You don't have to run a payments processing company, or even a tech company, to take a page from the playbook of Stripe, a four-year-old payments processor that just announced an $80 million round of funding valuing the company at $1.75 billion.
The money came from Founders’ Fund, Khosla Ventures, Sequoia Capital, and Allen & Co. Stripe has raised a total of about $120 million. Plus, three of PayPal’s five original founders have now invested in rival Stripe.
Stripe reportedly processes billions of dollars in payments a year, with total payment volume doubling since September. Its customers include Rackspace, Lyft, Evite, and Blue Bottle Coffee. The San Francisco-based company is also rumored to be in talks with Twitter, where it might power a new shopping feature.
Stripe's success raising money and rolling out its platform shows the value of thinking globally right from the start and of rethinking who, exactly, your customer actually is.
Brothers John and Patrick Collins, Stripe's co-founders, are originally from Tipperrary, Ireland. In the early stages of the company, when both were still students, John was on a visa and Patrick was on a green card. “It kills me every time we when we meet people who are very talented who we know would make a huge contribution to Stripe and we can’t hire them because of visas getting in the way,” said John Collins in an earlier interview with Inc
But the company is growing more quickly globally than it is in the U.S. It expanded into Canada in 2012, when it was only about two years old. About 40 percent of Stripe's 85 employees are from outside the U.S., and it’s looking for country managers to run operations in new geographies as the company expands. So far, it's processing payments in 12 countries and running an open beta in eight more. The recent funding will be used for international expansion.
While other payments processors try to get merchants excited about their offerings, Stripe has made its name as the payments processor that's easy for developers to implement. The Collins brothers are coders, and they're targeting other coders--the ones who tell merchants which payments software they should be using--as customers.
Stripe also appeals to merchants, of course.

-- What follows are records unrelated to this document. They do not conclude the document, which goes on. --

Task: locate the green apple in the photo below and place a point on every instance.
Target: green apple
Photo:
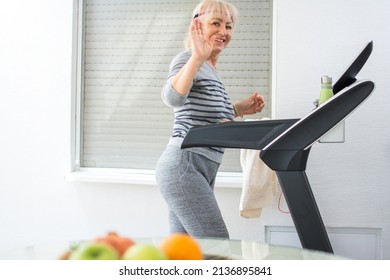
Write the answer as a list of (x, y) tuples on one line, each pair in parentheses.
[(94, 251), (143, 252)]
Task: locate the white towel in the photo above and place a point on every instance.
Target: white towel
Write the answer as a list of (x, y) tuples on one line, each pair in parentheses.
[(260, 184)]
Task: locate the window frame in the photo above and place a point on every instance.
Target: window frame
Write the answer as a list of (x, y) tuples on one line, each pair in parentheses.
[(144, 177)]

It lets them accept online payments without having to set up a merchant account or deal with a bank. With Stripe, an online retailer’s payments form and pages can be designed to look like the rest of the retailer’s site. That allows the merchant to put its own brand on the checkout pages, increasing the odds that the sale will be completed.
Stripe charges 2.9 percent per transaction in addition to a 30 cent fee--exactly the same as PayPal.
At the end of last year, Stripe’s biggest competitor, PayPal, bought payments processor Braintree for $800 million. Activist investor Carl Icahn recently bought a stake in eBay, and is pushing for PayPal to be spun out of the company.